Je tiens à attirer votre attention sur les éléments convaincants tendant à prouver la sincérité des remords de Kelly Gissendaner, sa capacité de réinsertion et son rôle positif en prison. Des éléments de preuve convaincants avaient été présentés en février au Comité des grâces et des libérations conditionnelles, notamment par des agents carcéraux, concernant sa capacité de réinsertion et ses regrets, ainsi que son rôle positif en prison et sa bonne influence sur d’autres détenues. Kelly Gissendaner a déclaré : « Il est impossible pour moi de mettre des mots sur le chagrin et le remords écrasants que je ressens du fait de mon implication dans le meurtre de mon époux, Douglas Gissendaner [...] À cause de ce que j’ai fait, nos enfants ont perdu leur père adoré, la famille Gissendaner a perdu un fils, un frère et un oncle chéri, et notre communauté a perdu un citoyen de grande qualité [...]. Je changerais tout si je le pouvais. Rien n’excuse ce que j’ai fait.
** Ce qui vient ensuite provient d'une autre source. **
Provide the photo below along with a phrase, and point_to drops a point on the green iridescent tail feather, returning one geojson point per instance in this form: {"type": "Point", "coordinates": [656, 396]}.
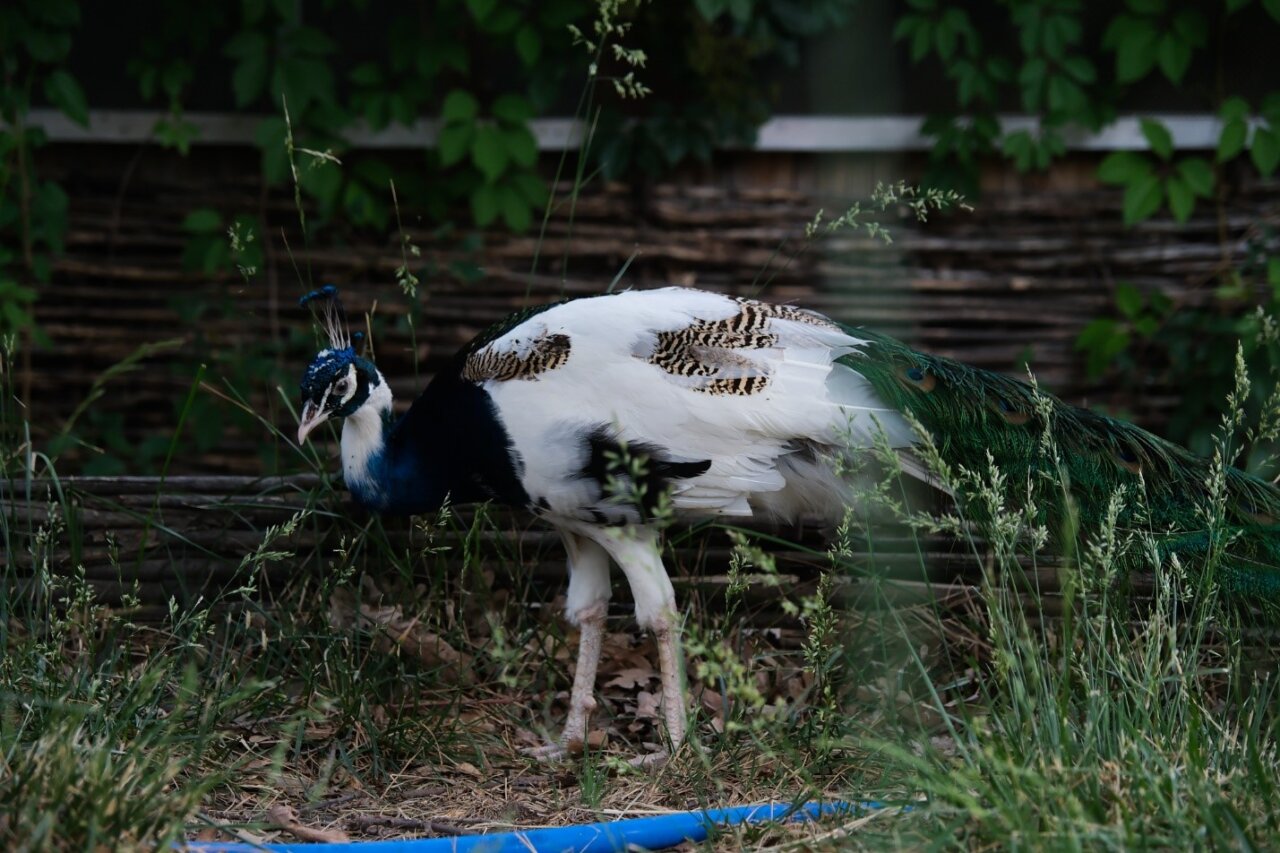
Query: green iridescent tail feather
{"type": "Point", "coordinates": [970, 413]}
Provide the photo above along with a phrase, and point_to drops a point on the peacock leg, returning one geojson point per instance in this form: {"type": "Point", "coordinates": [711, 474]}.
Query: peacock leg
{"type": "Point", "coordinates": [636, 552]}
{"type": "Point", "coordinates": [586, 606]}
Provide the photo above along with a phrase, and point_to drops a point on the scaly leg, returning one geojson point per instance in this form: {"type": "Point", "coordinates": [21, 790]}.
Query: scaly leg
{"type": "Point", "coordinates": [586, 605]}
{"type": "Point", "coordinates": [636, 552]}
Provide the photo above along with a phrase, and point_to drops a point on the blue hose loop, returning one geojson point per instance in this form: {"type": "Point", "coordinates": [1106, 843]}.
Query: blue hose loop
{"type": "Point", "coordinates": [609, 836]}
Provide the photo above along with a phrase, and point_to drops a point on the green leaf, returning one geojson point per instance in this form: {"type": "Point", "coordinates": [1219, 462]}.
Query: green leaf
{"type": "Point", "coordinates": [1123, 167]}
{"type": "Point", "coordinates": [64, 92]}
{"type": "Point", "coordinates": [1142, 199]}
{"type": "Point", "coordinates": [455, 142]}
{"type": "Point", "coordinates": [1265, 150]}
{"type": "Point", "coordinates": [460, 105]}
{"type": "Point", "coordinates": [1182, 200]}
{"type": "Point", "coordinates": [512, 108]}
{"type": "Point", "coordinates": [1136, 53]}
{"type": "Point", "coordinates": [1080, 68]}
{"type": "Point", "coordinates": [1160, 138]}
{"type": "Point", "coordinates": [1230, 142]}
{"type": "Point", "coordinates": [489, 153]}
{"type": "Point", "coordinates": [1129, 300]}
{"type": "Point", "coordinates": [1198, 176]}
{"type": "Point", "coordinates": [521, 145]}
{"type": "Point", "coordinates": [204, 220]}
{"type": "Point", "coordinates": [481, 9]}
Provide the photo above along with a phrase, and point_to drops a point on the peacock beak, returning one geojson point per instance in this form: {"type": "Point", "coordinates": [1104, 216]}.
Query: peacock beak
{"type": "Point", "coordinates": [311, 418]}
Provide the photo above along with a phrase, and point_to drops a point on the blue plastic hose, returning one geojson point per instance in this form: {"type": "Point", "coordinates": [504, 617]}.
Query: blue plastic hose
{"type": "Point", "coordinates": [648, 833]}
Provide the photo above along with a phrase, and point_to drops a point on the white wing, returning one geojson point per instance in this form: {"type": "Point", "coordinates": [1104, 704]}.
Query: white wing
{"type": "Point", "coordinates": [746, 395]}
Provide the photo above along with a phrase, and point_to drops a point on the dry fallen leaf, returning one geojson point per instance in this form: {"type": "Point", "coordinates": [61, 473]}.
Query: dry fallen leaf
{"type": "Point", "coordinates": [632, 676]}
{"type": "Point", "coordinates": [287, 820]}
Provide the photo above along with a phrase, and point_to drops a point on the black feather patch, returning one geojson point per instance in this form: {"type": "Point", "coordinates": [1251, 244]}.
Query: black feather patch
{"type": "Point", "coordinates": [640, 469]}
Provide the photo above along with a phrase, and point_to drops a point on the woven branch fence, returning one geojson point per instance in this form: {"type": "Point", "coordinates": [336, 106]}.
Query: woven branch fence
{"type": "Point", "coordinates": [1013, 281]}
{"type": "Point", "coordinates": [186, 538]}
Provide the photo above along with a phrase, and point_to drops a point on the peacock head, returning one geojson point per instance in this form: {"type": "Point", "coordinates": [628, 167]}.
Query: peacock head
{"type": "Point", "coordinates": [338, 382]}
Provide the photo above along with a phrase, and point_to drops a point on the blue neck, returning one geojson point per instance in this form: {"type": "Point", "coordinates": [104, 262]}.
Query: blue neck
{"type": "Point", "coordinates": [449, 443]}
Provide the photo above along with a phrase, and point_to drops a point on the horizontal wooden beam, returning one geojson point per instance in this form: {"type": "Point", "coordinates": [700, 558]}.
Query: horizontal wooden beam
{"type": "Point", "coordinates": [796, 133]}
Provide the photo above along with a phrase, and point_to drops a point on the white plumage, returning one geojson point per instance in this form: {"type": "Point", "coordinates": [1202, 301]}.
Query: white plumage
{"type": "Point", "coordinates": [731, 406]}
{"type": "Point", "coordinates": [766, 448]}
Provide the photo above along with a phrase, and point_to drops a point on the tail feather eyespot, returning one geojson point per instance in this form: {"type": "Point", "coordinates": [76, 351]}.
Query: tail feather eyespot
{"type": "Point", "coordinates": [918, 378]}
{"type": "Point", "coordinates": [1008, 411]}
{"type": "Point", "coordinates": [1128, 459]}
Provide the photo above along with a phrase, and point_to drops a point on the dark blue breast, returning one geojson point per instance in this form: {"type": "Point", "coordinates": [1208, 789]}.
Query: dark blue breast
{"type": "Point", "coordinates": [451, 442]}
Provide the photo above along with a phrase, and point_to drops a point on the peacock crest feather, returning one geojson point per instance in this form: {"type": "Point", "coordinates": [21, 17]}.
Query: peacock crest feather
{"type": "Point", "coordinates": [328, 311]}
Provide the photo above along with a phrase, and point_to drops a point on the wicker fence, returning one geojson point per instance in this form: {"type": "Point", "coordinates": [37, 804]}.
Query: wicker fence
{"type": "Point", "coordinates": [1013, 281]}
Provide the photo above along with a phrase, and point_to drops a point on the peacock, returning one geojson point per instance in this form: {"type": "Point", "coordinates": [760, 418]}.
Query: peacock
{"type": "Point", "coordinates": [607, 415]}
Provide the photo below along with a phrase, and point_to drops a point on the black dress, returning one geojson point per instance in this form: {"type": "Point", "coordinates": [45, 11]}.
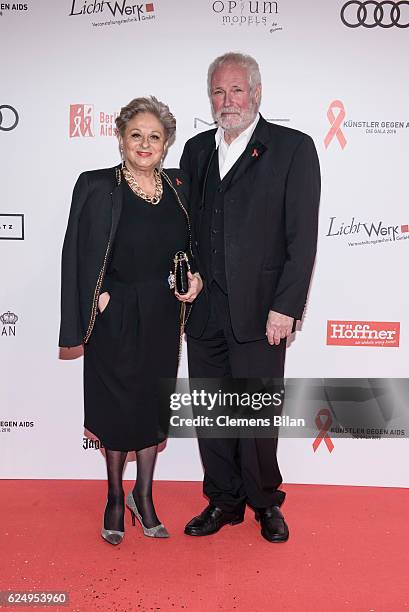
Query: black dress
{"type": "Point", "coordinates": [135, 340]}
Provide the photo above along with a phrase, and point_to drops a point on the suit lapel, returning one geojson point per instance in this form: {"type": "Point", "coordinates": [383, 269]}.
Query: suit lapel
{"type": "Point", "coordinates": [204, 161]}
{"type": "Point", "coordinates": [258, 145]}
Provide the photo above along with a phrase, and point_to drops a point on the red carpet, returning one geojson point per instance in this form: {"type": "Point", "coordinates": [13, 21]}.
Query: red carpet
{"type": "Point", "coordinates": [348, 550]}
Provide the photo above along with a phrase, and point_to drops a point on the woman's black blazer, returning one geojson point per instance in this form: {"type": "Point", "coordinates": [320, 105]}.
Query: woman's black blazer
{"type": "Point", "coordinates": [93, 220]}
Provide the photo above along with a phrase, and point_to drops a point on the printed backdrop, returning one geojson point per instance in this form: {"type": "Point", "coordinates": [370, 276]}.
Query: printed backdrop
{"type": "Point", "coordinates": [335, 70]}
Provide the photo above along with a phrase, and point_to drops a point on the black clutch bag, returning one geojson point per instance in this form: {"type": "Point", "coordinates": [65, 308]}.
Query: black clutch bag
{"type": "Point", "coordinates": [178, 278]}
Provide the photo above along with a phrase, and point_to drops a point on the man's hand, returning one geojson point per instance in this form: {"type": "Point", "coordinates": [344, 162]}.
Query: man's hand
{"type": "Point", "coordinates": [278, 326]}
{"type": "Point", "coordinates": [195, 287]}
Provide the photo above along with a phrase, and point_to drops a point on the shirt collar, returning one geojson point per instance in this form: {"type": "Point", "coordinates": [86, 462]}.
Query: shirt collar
{"type": "Point", "coordinates": [245, 135]}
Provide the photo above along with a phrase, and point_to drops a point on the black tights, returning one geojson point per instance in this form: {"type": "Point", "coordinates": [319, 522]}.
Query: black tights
{"type": "Point", "coordinates": [142, 491]}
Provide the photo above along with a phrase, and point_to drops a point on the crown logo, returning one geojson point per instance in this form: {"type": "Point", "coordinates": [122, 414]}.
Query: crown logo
{"type": "Point", "coordinates": [8, 318]}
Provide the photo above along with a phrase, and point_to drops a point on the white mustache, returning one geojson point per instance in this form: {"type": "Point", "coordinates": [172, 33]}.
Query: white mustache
{"type": "Point", "coordinates": [229, 109]}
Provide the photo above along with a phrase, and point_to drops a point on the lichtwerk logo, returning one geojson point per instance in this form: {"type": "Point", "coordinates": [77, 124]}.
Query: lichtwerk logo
{"type": "Point", "coordinates": [363, 333]}
{"type": "Point", "coordinates": [366, 232]}
{"type": "Point", "coordinates": [113, 8]}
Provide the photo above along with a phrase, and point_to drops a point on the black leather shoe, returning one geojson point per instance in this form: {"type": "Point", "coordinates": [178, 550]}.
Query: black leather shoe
{"type": "Point", "coordinates": [212, 519]}
{"type": "Point", "coordinates": [273, 526]}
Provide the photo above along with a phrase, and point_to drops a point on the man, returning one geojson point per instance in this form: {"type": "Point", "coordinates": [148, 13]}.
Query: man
{"type": "Point", "coordinates": [255, 195]}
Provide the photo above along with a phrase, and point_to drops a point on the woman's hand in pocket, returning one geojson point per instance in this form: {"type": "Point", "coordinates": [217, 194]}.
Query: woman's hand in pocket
{"type": "Point", "coordinates": [103, 301]}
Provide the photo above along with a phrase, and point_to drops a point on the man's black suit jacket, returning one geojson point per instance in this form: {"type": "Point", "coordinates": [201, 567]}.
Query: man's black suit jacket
{"type": "Point", "coordinates": [270, 226]}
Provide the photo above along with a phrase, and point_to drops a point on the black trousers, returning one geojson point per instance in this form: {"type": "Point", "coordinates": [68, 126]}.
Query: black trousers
{"type": "Point", "coordinates": [237, 470]}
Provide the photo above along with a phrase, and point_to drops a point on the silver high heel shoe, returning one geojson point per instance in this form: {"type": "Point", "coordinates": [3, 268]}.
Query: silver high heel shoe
{"type": "Point", "coordinates": [111, 535]}
{"type": "Point", "coordinates": [159, 531]}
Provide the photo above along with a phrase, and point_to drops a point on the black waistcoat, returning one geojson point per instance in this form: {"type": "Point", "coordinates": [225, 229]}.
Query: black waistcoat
{"type": "Point", "coordinates": [213, 221]}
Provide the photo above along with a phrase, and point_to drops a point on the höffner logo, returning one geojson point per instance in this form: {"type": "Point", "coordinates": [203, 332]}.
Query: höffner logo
{"type": "Point", "coordinates": [363, 233]}
{"type": "Point", "coordinates": [363, 333]}
{"type": "Point", "coordinates": [8, 322]}
{"type": "Point", "coordinates": [118, 11]}
{"type": "Point", "coordinates": [251, 13]}
{"type": "Point", "coordinates": [82, 120]}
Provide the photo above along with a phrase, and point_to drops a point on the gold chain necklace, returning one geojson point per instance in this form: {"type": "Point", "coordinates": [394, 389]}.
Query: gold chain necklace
{"type": "Point", "coordinates": [132, 182]}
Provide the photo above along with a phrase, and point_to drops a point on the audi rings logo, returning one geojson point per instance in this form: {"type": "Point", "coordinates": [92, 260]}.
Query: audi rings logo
{"type": "Point", "coordinates": [8, 118]}
{"type": "Point", "coordinates": [371, 14]}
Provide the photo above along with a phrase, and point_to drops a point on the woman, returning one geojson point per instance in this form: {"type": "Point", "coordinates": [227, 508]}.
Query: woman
{"type": "Point", "coordinates": [125, 226]}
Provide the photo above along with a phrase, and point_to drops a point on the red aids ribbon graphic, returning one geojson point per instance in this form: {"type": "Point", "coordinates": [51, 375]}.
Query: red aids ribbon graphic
{"type": "Point", "coordinates": [323, 427]}
{"type": "Point", "coordinates": [336, 122]}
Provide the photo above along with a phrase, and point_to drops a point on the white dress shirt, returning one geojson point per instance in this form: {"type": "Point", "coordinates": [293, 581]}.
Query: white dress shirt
{"type": "Point", "coordinates": [230, 153]}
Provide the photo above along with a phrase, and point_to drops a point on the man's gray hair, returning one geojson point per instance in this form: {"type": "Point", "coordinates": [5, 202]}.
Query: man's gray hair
{"type": "Point", "coordinates": [151, 105]}
{"type": "Point", "coordinates": [246, 61]}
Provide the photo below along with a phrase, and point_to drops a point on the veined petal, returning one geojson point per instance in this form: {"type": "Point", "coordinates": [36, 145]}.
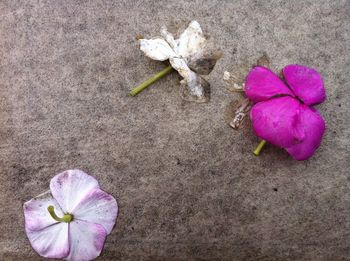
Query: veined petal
{"type": "Point", "coordinates": [70, 187]}
{"type": "Point", "coordinates": [306, 83]}
{"type": "Point", "coordinates": [157, 49]}
{"type": "Point", "coordinates": [312, 124]}
{"type": "Point", "coordinates": [262, 84]}
{"type": "Point", "coordinates": [98, 207]}
{"type": "Point", "coordinates": [50, 242]}
{"type": "Point", "coordinates": [191, 40]}
{"type": "Point", "coordinates": [276, 121]}
{"type": "Point", "coordinates": [86, 240]}
{"type": "Point", "coordinates": [36, 214]}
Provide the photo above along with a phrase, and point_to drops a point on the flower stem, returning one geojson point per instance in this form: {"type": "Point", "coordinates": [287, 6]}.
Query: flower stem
{"type": "Point", "coordinates": [66, 217]}
{"type": "Point", "coordinates": [151, 80]}
{"type": "Point", "coordinates": [259, 148]}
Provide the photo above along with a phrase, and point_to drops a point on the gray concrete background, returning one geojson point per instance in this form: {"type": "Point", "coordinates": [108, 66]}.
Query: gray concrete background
{"type": "Point", "coordinates": [187, 184]}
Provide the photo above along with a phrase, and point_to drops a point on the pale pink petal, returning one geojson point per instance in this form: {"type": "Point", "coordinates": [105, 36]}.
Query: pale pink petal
{"type": "Point", "coordinates": [312, 124]}
{"type": "Point", "coordinates": [86, 240]}
{"type": "Point", "coordinates": [98, 207]}
{"type": "Point", "coordinates": [70, 187]}
{"type": "Point", "coordinates": [36, 215]}
{"type": "Point", "coordinates": [306, 83]}
{"type": "Point", "coordinates": [262, 84]}
{"type": "Point", "coordinates": [50, 242]}
{"type": "Point", "coordinates": [275, 121]}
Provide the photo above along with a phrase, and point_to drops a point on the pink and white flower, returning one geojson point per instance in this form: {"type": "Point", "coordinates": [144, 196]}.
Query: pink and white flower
{"type": "Point", "coordinates": [72, 220]}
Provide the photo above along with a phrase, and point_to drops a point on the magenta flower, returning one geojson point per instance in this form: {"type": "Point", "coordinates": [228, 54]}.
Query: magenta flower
{"type": "Point", "coordinates": [72, 220]}
{"type": "Point", "coordinates": [283, 115]}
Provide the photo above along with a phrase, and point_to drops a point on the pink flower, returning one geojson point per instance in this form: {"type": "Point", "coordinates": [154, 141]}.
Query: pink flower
{"type": "Point", "coordinates": [283, 115]}
{"type": "Point", "coordinates": [72, 220]}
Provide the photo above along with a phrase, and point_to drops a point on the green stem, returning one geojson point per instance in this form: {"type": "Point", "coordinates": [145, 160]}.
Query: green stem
{"type": "Point", "coordinates": [151, 80]}
{"type": "Point", "coordinates": [259, 148]}
{"type": "Point", "coordinates": [66, 217]}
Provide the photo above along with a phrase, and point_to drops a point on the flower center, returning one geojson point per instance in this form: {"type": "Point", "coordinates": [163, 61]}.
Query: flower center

J’assume pleinement ma responsabilité dans le meurtre de mon mari. »

Ainsi, je tiens à vous faire de mon inquiétude quant aux souffrances supplémentaires que l’État s’apprête à infliger aux enfants de Douglas et Kelly Gissendaner.

Pour toutes ces raisons, je vous demande urgemment et respectueusement de commuer la condamnation à mort de Mme Kelly Gissendaner.